魔女の願い事

@mitu_32

第1話 「告白」

 青年は商品棚に並んだ多種多様の花々を睨みつけていた。その視線の暑苦しさったら、まさしくその道の専門家が花の研究時に向けるそれと同様である。無論、青年に花の知識なんてものは欠片ほどもない。

 だからこそなのだ。店には何十種類もの花が取り揃えられている。その中から、一番相応しいものを直感的に選ばなければいけない。青年は、そのたった一種を逃すまいと神経を研ぎ澄ましていた。


 人生最初、願わくば最後となる告白に添える花を。


「こ、こいつは……」


 青年の目に止まったのは、星の形をした真っ白の花。色とりどりに着飾る花々の中、ただその何者でもない白だけが、青年の瞳と心を奪った。

 ――これは、なんというか……。

 なんとか形容しようと試みるも、青年の語彙の範囲にあるのは取るに足らない言葉ばかりだ。


「あの子みたいだ」


 振り絞って出した言葉に、青年は満足した。あれ、自分詩の才能あるかも、なんて自惚れたりもした。


 青年はその白花を顔の前まで持ち上げ、


「頼むぞ…、シロちゃん」


 と勝手に名前を付け、勝手に使命的なものを託す。その様子を、店にいた2,3人の客が不審者を見るかのような目で見ていたのを、青年は知らない。


 あの子というのは勿論、告白予定の相手のことを指していて、ちょうどこの店で働いているルーナという子だ。


 青年が手にしている花と同じ色の髪を肩まで伸ばし、この世のものとは思えないほど透き通ったミントグリーンの瞳が彼女を特徴付ける。


 そんな神秘的美少女に心を奪われたのはきっと青年だけじゃないはず。


 ルーナについて気になった青年は、かつて店長に話を聞いたことがあった。しかし、店長でさえもよく知らないとのことだった。


 一月ほど前、近所の公園で倒れこんでいた彼女を店長が助け、それ以降、この店に住み込みで働いているのだと。

 住所不明、年齢不明、家族もいなければ、知り合いもいない。


 ルーナという名前からして、ハーフなのかという質問に対して、彼女は「そういうことになりますね」と答えたそうだ。


 ――んんんんんん、なんっとも興味深い!


 あまりに謎めいている彼女のことを、青年は知りたいと思った。そして、その「知りたい」は、毎日通ううちに別のものへと変わっていた。


『ルーナちゃん恋愛したことないらしいから、仕掛けるなら今のうちだよ〜』


 お節介ば…もとい、店長のアドバイスをそのときばかりは適当にあしらっていた青年も、結局その言葉に突き動かされ、ここまで決意を固めるに至ったのだ。


 青年は大きく息を吸い込み、花の香りで少々現実味をなくしていた身体に、緊張感を持たせた。


 覚悟を決めた青年は、1歩、また1歩と、レジ前に立つルーナのもとへと足を運ぶ。


 真正面まで来たところで、青年は持っていた花を彼女に手渡し、昨夜から何度も練習した台詞を心の中で最終確認。肺を空気でいっぱいにしてから、


「こんにちは朝月勇人あさつきゆうとと申しますこの花はそのっえとっとっ、あ、あ、うわぁぁぁぁぁぁぁやり直しますぅぅっ!!!!!」


 ――最悪だ最悪だ最悪だ最悪だ最悪だ最悪だっ!


 青年はもう何から悔やめばいいのか分からなかった。訳も分からず、レジから見えないように、近くの商品棚の後ろに身を隠す。


 ――え、待って? なんで俺隠れてんの? 最悪じゃん、取り返しつかないよこれ。どうしようこの空気、これって軽く営業妨害じゃなーい!?


 青年は商品棚からちらりと顔だけを覗かせ、ルーナの様子を伺ってみる。
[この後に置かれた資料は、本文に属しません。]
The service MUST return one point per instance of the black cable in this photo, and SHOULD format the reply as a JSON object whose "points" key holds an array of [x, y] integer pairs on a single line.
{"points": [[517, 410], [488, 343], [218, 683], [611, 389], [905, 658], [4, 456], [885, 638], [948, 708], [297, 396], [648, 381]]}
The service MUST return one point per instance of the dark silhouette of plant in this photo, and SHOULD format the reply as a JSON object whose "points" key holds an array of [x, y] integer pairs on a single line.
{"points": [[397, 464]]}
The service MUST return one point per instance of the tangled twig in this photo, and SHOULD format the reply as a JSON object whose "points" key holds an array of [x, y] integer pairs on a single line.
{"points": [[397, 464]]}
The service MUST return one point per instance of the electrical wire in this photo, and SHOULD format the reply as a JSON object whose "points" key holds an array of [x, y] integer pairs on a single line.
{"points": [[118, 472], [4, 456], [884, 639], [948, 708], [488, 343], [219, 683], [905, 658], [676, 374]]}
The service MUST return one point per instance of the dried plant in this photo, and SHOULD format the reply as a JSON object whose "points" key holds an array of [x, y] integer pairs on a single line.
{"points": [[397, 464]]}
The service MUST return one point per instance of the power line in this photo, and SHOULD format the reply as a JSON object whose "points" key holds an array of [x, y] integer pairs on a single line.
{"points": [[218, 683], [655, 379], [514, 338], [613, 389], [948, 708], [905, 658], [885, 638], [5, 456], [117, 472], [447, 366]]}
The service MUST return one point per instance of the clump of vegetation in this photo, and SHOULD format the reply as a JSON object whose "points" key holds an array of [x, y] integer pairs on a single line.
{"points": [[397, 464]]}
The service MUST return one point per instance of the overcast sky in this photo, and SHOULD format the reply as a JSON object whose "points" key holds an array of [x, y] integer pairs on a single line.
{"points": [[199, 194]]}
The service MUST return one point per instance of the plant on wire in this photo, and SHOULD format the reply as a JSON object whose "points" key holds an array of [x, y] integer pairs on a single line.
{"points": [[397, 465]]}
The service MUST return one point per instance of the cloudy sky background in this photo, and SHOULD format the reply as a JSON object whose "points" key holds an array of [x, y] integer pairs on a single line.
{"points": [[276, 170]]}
あっけらかんとした表情で固まっている彼女。どうやらもう、無理そうだ。  


 青年はいよいよ諦めた。


 ――それでも、それでも人生最初の告白なんだ。言いたいことは全部言ってやろう。


 青年は再び彼女の前へと歩みを進めた。今度の足取りには、さっきと違った重さがある。


「その、前から君のこと、好きで、その花、君に似合うかなって……プレゼントで、良ければつきあって……くだ…」


 もう情けないの一言に尽きる醜態は、ようやく彼女が口にした「1400円です…」という言葉で、益々惨めなものになった。


 会計を終えても、いつまでも俯き続けている青年の頭に、「んふっ」と可愛らしい笑い声が零れ落ちた。


 ――もうどうなったっていい、最後に笑った顔が見れるのなら。


 視線を上げた青年は唖然とした。彼女の頬が赤らんでいるのだ。


「――ってますか……」


「…はい?」


「ペンタスの花言葉、知ってますか?」


 思わぬ彼女の質問に、青年は「わかん、ないです」と半ば反射的に答えた。ペンタスというのはこの花の名前なんだろう。


「希望が叶う、ですよ。なにか願いが叶ったり、お祝い事があった際にこの花を送るんです」


「……はぁ」


 淡々と説明されても、それになんの関係があるのかがまるで分からない。


「それを私が貰うって――」


 彼女の表情が花のように柔らかく緩んだ。


「まるで私から交際の申し込みをしたみたいだなっ、て」


 二人の間に少しの沈黙が続いたあと、「ははっ」と青年が耐えられずに吹き出した。それに続いてルーナも笑う。彼女の優しさに、笑顔に、青年はもう1度心を掴まれた。

 ――この時間が、一生続けばいい。


「――いいですよ」


 あまりに唐突な響きに、青年の反応が遅れる。


「………………え?」


「さっきの、返事なんだけど」


「さっきって、告白の?」


「それ以外に?」


 彼女が首を傾げる。


 もうとっくに諦めきっていた青年の細胞に、じわじわと「歓喜」という実感が伝わる。


 ――彼女? 彼女? ルーナが彼女ってこと?


 興奮で理性が働かなくなる。本当はこの後の台詞や行動まで準備していた。それなのに、青年はただ喜びに身を任せることしかできない。


「うおおおおおおおおおおおおおおしゃぁぁぁぁぁぁぁ!!!」


 感情に体を乗っ取られた魔獣のように、雄叫びをあげている青年を、ルーナは、「店では騒がないでくださいね、お客さま」と冷静に対処するのだった。



 これが、ルーナがユウトを魔法の世界に連れてくる前の物語――。